Although the greatest proportion of outlays for weight loss are for food products and commercial weight-loss programs, in "Screening and Interventions for Obesity in Adults: Summary of the Evidence for the U.S. Preventive Services Task Force" (Annals of Internal Medicine, vol. 139, no. 11, December 2003), Kathleen McTigue and her colleagues observed that medical and behavioral treatment options for obesity involve considerable cost. "Intensive counseling programs require a large amount of time and a substantial staffing commitment. Based on average wholesale price, one-year supplies of orlistat (brand name Xenical, 120 mg three times daily) and sibutramine (brand name Meridia, 15 mg daily) cost $1,445.40 and $1,464.78 respectively." It is important to note that consumers generally purchase prescription drugs at retail rather than wholesale prices, so their costs are considerably higher than those reported by McTigue and her colleagues.

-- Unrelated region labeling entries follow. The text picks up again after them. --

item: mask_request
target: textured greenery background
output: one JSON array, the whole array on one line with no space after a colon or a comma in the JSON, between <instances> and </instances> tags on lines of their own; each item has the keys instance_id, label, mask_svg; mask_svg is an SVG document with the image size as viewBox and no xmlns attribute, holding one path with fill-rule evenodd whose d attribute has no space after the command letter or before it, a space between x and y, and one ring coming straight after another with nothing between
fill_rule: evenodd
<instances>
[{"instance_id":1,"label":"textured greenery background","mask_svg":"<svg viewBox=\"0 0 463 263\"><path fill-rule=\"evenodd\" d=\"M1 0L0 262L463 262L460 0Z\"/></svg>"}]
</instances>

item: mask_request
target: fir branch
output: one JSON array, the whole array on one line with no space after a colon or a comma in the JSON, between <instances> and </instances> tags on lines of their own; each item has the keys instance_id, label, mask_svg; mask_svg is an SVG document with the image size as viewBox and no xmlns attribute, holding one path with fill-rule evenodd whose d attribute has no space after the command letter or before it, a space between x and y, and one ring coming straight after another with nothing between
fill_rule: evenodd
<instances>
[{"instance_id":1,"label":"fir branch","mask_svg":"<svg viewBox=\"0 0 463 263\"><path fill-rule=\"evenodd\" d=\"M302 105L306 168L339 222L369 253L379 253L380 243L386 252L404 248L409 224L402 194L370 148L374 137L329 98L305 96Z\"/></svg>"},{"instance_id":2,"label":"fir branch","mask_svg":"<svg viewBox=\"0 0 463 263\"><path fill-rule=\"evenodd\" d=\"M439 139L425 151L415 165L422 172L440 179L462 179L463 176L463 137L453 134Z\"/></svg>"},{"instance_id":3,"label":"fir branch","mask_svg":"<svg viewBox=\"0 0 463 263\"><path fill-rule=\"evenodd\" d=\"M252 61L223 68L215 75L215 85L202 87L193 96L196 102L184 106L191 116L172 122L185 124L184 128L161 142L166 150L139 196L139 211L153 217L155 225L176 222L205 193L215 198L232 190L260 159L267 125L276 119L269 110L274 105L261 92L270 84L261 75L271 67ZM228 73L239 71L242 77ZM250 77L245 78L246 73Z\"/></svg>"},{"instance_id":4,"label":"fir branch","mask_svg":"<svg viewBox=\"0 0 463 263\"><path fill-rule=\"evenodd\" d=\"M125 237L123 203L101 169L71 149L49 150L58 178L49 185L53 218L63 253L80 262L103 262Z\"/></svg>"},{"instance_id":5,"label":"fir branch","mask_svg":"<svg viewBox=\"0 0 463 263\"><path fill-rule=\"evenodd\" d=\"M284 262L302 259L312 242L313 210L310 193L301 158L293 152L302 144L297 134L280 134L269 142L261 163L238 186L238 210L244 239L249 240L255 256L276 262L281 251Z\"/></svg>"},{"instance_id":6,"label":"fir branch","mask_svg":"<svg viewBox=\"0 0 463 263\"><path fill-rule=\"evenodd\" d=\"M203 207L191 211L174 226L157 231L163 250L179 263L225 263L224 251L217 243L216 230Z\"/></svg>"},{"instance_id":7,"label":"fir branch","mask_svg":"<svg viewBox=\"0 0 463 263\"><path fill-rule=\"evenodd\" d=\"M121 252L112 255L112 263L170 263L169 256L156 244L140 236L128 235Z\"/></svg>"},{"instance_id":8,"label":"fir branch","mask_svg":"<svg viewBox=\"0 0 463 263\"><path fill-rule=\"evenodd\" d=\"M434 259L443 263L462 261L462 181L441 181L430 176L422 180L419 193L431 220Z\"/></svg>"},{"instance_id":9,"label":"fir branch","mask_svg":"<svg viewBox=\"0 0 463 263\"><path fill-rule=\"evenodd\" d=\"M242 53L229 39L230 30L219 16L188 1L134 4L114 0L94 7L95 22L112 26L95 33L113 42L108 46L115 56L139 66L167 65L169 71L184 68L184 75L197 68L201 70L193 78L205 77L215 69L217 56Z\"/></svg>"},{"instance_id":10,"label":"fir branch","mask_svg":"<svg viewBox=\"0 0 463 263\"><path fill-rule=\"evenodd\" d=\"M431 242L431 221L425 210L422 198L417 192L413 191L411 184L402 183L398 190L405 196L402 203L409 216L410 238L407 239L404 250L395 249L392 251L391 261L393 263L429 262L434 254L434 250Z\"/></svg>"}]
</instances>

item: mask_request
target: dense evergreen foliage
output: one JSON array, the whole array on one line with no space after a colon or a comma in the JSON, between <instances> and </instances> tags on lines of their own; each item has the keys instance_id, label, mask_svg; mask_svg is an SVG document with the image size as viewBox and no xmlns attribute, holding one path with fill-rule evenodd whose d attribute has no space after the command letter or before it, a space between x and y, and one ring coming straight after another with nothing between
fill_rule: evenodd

According to the National Institute of Diabetes and Digestive and Kidney Diseases of the NIH, gastrointestinal surgery costs about $15,000, and the availability of medical insurance coverage for these surgical procedures varies by state and health insurance provider. Surgical costs reflect both the fees associated with the invasive procedure and the long-term follow-up that patients who have undergone the surgery require. Since the surgical treatment of obesity is a relatively recent phenomenon, research has not yet determined whether its costs are offset by a reduction in future utilization of health-care services and a resultant reduction in health-care costs.